Salted Inference: Enhancing Privacy while Maintaining Efficiency of Split Inference in Mobile Computing
Mohammad Malekzadeh, Fahim Kawsar
TL;DR
This work tackles the privacy gap in split inference by protecting not only input data but also the semantic interpretation of DNN outputs. It introduces Salted DNNs, which embed a secret salt into an early layer to permute output semantics via a mapping, enabling the client to control the meaning of predictions without sacrificing accuracy or efficiency. Empirical results on CIFAR10 and PAMAP2 with LeNet, WideResNet, and ConvNet show the Salted DNNs achieve accuracy close to standard models when the salted layer is placed early, while adding only a small architectural overhead and maintaining split-inference practicality. The approach, supported by open-source code, provides a versatile, general mechanism for output privacy in edge-cloud ML deployments, with identified directions for future formal privacy guarantees and scalability to larger class sets.
Abstract
In split inference, a deep neural network (DNN) is partitioned to run the early part of the DNN at the edge and the later part of the DNN in the cloud. This meets two key requirements for on-device machine learning: input privacy and computation efficiency.

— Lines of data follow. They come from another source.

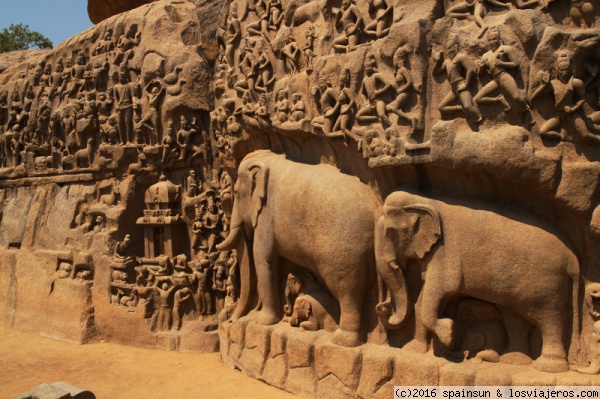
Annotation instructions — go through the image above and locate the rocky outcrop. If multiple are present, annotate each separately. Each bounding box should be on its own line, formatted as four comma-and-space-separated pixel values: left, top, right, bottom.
88, 0, 157, 24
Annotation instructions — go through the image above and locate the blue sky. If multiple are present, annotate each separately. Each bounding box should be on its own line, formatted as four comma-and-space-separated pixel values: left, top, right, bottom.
0, 0, 94, 48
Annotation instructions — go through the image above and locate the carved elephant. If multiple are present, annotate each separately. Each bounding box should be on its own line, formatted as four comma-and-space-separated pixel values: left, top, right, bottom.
217, 150, 380, 346
290, 294, 339, 332
375, 191, 580, 373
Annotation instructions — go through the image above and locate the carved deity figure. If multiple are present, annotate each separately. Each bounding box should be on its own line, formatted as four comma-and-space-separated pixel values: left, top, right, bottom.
247, 0, 270, 39
529, 54, 599, 143
274, 89, 290, 123
332, 68, 356, 142
290, 93, 306, 122
432, 38, 482, 123
333, 0, 364, 53
365, 0, 393, 39
446, 0, 486, 30
474, 28, 529, 116
282, 35, 301, 75
234, 42, 259, 101
114, 25, 140, 65
386, 46, 419, 132
225, 5, 241, 69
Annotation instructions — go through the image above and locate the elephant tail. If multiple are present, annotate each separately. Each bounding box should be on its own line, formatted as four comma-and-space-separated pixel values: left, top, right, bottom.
568, 254, 581, 364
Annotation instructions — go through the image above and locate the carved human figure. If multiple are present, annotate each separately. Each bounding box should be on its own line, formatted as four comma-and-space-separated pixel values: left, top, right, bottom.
529, 54, 599, 143
101, 115, 120, 145
176, 116, 202, 160
446, 0, 486, 29
247, 0, 270, 39
303, 26, 317, 72
290, 93, 306, 122
274, 89, 290, 123
268, 0, 284, 31
282, 35, 301, 76
386, 46, 419, 132
187, 170, 200, 197
432, 38, 482, 123
225, 5, 241, 69
139, 81, 165, 144
112, 71, 138, 144
161, 122, 178, 163
332, 0, 364, 53
172, 287, 192, 330
365, 0, 393, 39
332, 68, 356, 142
255, 47, 275, 93
234, 42, 259, 101
115, 234, 134, 260
114, 25, 140, 65
311, 79, 339, 135
192, 253, 212, 316
356, 54, 393, 127
64, 52, 87, 100
474, 28, 529, 116
94, 28, 114, 56
212, 264, 227, 313
155, 278, 176, 331
92, 59, 110, 92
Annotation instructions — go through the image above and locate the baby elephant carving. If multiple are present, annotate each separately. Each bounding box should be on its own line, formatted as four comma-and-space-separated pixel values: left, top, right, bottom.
291, 294, 339, 332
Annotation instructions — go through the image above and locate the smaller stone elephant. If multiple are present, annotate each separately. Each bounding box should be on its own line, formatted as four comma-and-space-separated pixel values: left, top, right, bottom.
291, 294, 339, 332
284, 270, 340, 332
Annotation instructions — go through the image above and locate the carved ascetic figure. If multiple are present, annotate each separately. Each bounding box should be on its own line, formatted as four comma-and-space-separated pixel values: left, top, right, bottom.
432, 37, 482, 123
113, 71, 138, 144
375, 191, 580, 373
332, 0, 364, 53
217, 150, 380, 347
115, 234, 134, 260
529, 54, 600, 143
474, 27, 529, 116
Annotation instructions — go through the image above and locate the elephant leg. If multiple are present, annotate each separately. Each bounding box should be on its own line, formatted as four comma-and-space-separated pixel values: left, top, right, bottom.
331, 290, 363, 347
499, 308, 533, 365
533, 318, 569, 373
254, 236, 280, 325
420, 282, 453, 348
404, 291, 430, 353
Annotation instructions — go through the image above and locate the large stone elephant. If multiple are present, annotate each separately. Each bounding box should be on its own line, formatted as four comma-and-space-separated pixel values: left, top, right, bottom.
374, 191, 580, 373
217, 150, 380, 346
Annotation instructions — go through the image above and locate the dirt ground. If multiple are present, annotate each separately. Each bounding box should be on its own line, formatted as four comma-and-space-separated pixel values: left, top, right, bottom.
0, 326, 306, 399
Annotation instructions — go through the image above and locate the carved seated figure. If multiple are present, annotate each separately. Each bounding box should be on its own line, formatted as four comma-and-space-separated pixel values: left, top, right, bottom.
114, 234, 134, 262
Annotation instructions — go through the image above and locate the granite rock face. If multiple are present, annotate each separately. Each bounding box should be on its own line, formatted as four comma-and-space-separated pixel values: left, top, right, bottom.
2, 0, 600, 395
88, 0, 157, 24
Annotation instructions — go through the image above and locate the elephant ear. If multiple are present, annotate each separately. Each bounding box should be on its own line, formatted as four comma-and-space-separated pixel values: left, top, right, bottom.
404, 204, 442, 259
248, 163, 269, 229
298, 297, 312, 319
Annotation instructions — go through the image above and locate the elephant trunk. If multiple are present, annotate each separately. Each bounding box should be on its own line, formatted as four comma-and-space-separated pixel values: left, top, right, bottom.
375, 217, 410, 330
216, 199, 244, 252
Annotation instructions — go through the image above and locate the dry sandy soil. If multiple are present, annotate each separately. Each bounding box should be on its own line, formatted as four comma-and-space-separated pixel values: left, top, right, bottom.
0, 326, 306, 399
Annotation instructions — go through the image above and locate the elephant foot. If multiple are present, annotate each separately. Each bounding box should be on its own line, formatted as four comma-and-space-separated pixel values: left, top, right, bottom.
434, 318, 454, 348
256, 311, 279, 326
571, 361, 600, 375
403, 339, 429, 354
331, 329, 361, 347
533, 354, 569, 373
500, 351, 532, 366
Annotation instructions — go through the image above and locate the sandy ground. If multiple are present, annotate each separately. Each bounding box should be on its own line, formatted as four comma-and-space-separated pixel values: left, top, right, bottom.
0, 326, 306, 399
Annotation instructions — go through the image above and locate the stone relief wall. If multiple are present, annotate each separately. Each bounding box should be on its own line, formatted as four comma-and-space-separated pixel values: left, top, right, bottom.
1, 0, 600, 396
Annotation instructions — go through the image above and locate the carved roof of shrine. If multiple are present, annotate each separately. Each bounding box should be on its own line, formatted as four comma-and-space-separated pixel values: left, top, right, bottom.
144, 174, 181, 205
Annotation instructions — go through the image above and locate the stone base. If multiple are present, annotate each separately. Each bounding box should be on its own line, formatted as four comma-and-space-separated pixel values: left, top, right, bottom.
220, 317, 600, 399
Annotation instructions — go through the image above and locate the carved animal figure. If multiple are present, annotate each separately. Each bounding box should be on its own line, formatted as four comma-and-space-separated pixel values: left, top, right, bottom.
375, 191, 580, 373
62, 138, 94, 169
217, 150, 380, 347
100, 184, 120, 206
291, 294, 339, 332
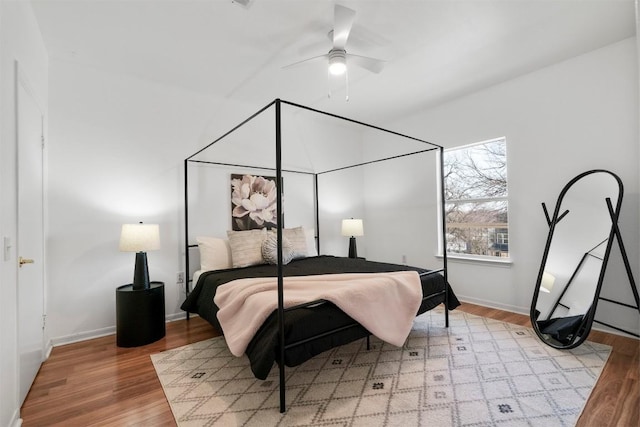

Still, an open question in split inference is output privacy, given that the outputs of the DNN are observable in the cloud. While encrypted computing can protect output privacy too, homomorphic encryption requires substantial computation and communication resources from both edge and cloud devices. In this paper, we introduce Salted DNNs: a novel approach that enables clients at the edge, who run the early part of the DNN, to control the semantic interpretation of the DNN's outputs at inference time. Our proposed Salted DNNs maintain classification accuracy and computation efficiency very close to the standard DNN counterparts. Experimental evaluations conducted on both images and wearable sensor data demonstrate that Salted DNNs attain classification accuracy very close to standard DNNs, particularly when the Salted Layer is positioned within the early part to meet the requirements of split inference. Our approach is general and can be applied to various types of DNNs. As a benchmark for future studies, we open-source our code.